Tyler:  Why are all the windows blocked?

Fred:  Remember, no distractions…

Kevin:  But I’m feeling frustrated….

Allan:  But I liked those windows more than I wanted them gone.  I liked it more before than I like it now. It feels like nobody allowed to distract you.  Being distracted is kind of welcoming. Normally they are not there for a long time. People being distracted wasn’t that bad.  Having those windows felt more welcoming.

Alexa. I noticed that those windows taught me how to control myself.

Polly:  I feel like it’s abandoned like no one is here.  It is unwelcoming and kind of mean like we are shutting them out. Like, “No, you can’t help us, and we want to learn by herself.”  The people are not trying to hurt us.

Fred:  I agree with Penny; it feels like this place is abandoned.  It looks like the window is still there, but abandoned.

Tyler:  I actually disagree.  I like the windows black.  I’m a night person. I prefer when it is dark.  Those were such a distraction!

Michael:  I kind of feel like it is saying to the people out in the museum this is only meant for these people and if you are not these people you can’t.  If I was someone in the museum, I would feel sad.

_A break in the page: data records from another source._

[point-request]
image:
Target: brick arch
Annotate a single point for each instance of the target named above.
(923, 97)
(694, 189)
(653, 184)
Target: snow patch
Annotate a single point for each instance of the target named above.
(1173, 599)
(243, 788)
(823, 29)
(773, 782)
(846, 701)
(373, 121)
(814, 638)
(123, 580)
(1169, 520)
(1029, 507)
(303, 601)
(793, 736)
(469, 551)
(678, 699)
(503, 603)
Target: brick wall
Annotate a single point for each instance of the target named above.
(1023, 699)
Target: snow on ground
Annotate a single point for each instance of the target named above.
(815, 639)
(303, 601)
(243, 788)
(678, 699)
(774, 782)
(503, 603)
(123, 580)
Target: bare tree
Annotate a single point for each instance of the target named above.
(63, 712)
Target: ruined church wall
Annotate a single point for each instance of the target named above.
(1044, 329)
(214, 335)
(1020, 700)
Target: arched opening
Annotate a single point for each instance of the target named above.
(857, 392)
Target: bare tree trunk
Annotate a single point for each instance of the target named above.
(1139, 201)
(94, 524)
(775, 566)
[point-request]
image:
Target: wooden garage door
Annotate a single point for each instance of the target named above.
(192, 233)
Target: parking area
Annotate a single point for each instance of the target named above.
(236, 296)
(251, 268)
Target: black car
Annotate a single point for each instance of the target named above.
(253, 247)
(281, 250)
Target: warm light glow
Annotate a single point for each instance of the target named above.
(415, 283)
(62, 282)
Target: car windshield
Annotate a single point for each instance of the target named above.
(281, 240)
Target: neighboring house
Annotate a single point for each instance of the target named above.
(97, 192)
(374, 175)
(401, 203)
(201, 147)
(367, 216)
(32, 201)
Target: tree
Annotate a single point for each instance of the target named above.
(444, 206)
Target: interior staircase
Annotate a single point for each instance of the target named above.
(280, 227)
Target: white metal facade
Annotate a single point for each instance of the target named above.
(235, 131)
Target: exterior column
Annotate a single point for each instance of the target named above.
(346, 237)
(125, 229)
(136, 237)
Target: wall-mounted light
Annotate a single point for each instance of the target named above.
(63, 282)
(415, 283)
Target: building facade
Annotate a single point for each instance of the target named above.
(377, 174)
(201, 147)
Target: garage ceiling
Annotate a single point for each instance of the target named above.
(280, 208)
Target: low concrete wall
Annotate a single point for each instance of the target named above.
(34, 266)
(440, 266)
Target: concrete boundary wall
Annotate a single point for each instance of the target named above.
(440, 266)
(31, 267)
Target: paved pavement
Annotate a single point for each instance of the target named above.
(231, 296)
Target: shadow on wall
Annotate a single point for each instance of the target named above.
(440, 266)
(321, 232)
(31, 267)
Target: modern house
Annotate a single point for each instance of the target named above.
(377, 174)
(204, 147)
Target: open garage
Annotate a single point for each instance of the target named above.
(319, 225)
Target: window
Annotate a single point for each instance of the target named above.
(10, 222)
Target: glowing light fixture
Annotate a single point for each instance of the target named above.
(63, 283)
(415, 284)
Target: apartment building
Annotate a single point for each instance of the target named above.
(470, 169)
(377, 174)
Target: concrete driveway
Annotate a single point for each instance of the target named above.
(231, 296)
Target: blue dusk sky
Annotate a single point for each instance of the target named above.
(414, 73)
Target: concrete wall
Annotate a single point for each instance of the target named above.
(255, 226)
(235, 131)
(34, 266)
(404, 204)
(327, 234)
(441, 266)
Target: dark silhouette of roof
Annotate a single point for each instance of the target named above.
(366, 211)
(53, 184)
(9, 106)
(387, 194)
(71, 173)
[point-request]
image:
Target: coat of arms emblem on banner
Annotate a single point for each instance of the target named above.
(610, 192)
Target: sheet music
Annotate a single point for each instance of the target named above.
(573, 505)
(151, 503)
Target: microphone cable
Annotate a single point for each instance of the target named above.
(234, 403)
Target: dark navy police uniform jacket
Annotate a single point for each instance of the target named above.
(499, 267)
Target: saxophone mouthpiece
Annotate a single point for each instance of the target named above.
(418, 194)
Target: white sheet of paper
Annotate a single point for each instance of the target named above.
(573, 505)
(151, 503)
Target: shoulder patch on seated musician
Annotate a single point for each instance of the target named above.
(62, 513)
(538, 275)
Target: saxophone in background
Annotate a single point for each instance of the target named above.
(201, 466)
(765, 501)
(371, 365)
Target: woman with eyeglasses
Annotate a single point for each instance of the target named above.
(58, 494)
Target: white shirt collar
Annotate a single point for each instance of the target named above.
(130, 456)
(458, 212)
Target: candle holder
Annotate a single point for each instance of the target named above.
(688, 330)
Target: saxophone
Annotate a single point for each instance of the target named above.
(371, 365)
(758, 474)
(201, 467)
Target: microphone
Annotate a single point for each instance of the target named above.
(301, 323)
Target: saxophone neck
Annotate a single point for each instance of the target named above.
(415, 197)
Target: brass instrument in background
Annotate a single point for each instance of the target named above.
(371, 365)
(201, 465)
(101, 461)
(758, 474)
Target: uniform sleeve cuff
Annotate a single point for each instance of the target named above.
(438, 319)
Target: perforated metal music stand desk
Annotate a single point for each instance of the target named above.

John:  I like the covering up the windows…I feel calm, and I could work.  When you walk into this room, there is a sign that says it is a school, so they might understand why the windows are blocked.

Nick:  The little kids are too interested in us to look up.

Carlie:  I think we should open up one window.  

Allan: I want these to be open.

Carlie:  When windows are opened, people would knock on them, and people waved, and that made them feel welcomed

Syd:  I like it when they are shut because it is calming but it doesn’t feel welcomed.  Maybe we can put more welcoming colors.

John:  When I look back it feels like the room is out in space… 

The change invited the children to consider how blocking the view into our classroom to the public could be perceived. They were worried that the “people might feel unwelcomed…and sad and confused.” To begin to move forward with their thinking, the children needed to know “about what the museum guests want and what they like so they can enjoy, but we can still learn.”

The black paper came down promptly, but we were able to use the experience to reflect further on our role of being in a classroom located in a public space.  This unplanned lesson around welcoming, belonging, and perspective-taking offered us many opportunities to practice several thinking routines that invited the children to push and dig deeper into their ideas, thoughts, theories, and understanding. Using the thinking protocol  I used to think…Now I think…, we were able to uncover the children’s reflection and how living in, working on and playing with the situation altered their thinking and understanding.  

I used to think the windows were not a good thinking thing for me. Now I think they give me more light and imagination for my stories.  The things outside, like the paintings, can give me great ideas for my stories and can help me with my pictures and looking out make me feel peaceful. What we can do next is to make the visitors feel welcomed and joy and grateful. 


I used to think covering up the windows would help a lot more. Now I think it would feel mean to the visitors outside.  What made that shift is seeing the windows actually covered. It felt like the whole world was dimly lit. 


This experience led us to use the phrase “perspective-taking” a lot – and the children seemed to develop a strong understanding of what it meant. They could see it in books and other spaces where it was outside of themselves. When it hit them personally, that’s when the once abstract tangle became real. It’s one thing to understand it and talk about it cognitively. It’s a wholly different moment when you are asked to confront something and see it as real. That’s how you can work through that knot. They were stuck on the hill of not wanting to give up their ideas. This situation brought their ideas to them. We will continue to invite the children to use this story as a lens to look through as they explore how we can consider and welcome the perspective of others.